Accepted for/Published in: JMIR Medical Informatics
Date Submitted: Sep 9, 2020
Date Accepted: Apr 4, 2021
Transforming a patient registry into a customised dataset for the advanced statistical analysis of health risk factors and for medication-related hospitalisation research: a retrospective hospital patient registry study
ABSTRACT
Background:
Hospital patient registries provide substantial longitudinal datasets describing the clinical and medical health statuses of inpatients and their pharmacological prescriptions. Despite the multiple advantages of routinely collecting multidimensional longitudinal data, those datasets are rarely suitable for advanced statistical analysis and they require customisation and synthesis.
Objective:
To describe the methods used to transform and synthesise a raw, multidimensional, hospital patient registry dataset into an exploitable database for investigating risk profiles and predictive and survival health outcomes among polymorbid, polymedicated, older inpatients in relation to their medicines prescriptions at hospital discharge.
Methods:
A raw, multidimensional dataset from a public hospital was extracted from the hospital registry in a CSV file and imported into the R statistical package for cleaning, customisation and synthesis.
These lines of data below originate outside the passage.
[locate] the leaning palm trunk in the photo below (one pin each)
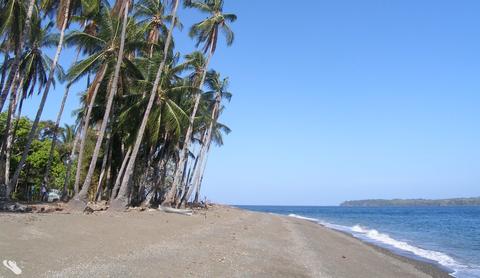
(122, 199)
(46, 177)
(16, 61)
(120, 174)
(70, 162)
(198, 176)
(86, 122)
(177, 178)
(8, 139)
(4, 71)
(98, 194)
(80, 199)
(51, 76)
Patients fulfilling the criteria for inclusion were home-dwelling, polymedicated, older adults with multiple chronic conditions (HDOAs) aged 65 years old or more who became hospitalised. The patient dataset covered 140 variables from 20,422 HDOA-hospitalisations from 2015 to 2018. Each variable, according to type, was explored and computed to describe distributions, missing values and associations. Different clustering methods, expert opinion, recoding and missing-value techniques were used to customise and synthesise these multidimensional datasets.
Results:
Sociodemographic data showed no missing values. Average age, hospital length of stay and frequency of hospitalisation were computed. Discharge details were recoded and summarised. Clinical data were cleaned up and best practices for managing missing values were applied. Seven clusters of medical diagnoses, surgical interventions, somatic, cognitive and medicines data were extracted using empirical and statistical best practices, with each presenting the health status of the subjects included in them as accurately as possible. Medical, comorbidity and drug data were recoded and summarised.
Conclusions:
A cleaner, better-structured dataset was obtained, combining empirical and best-practice statistical approaches. The overall strategy delivered an exploitable, population-based database suitable for an advanced analysis of the descriptive, predictive and survival statistics relating to HDOAs admitted as inpatients. More research is needed to develop best practices for customising and synthesising large, multidimensional, population-based registries.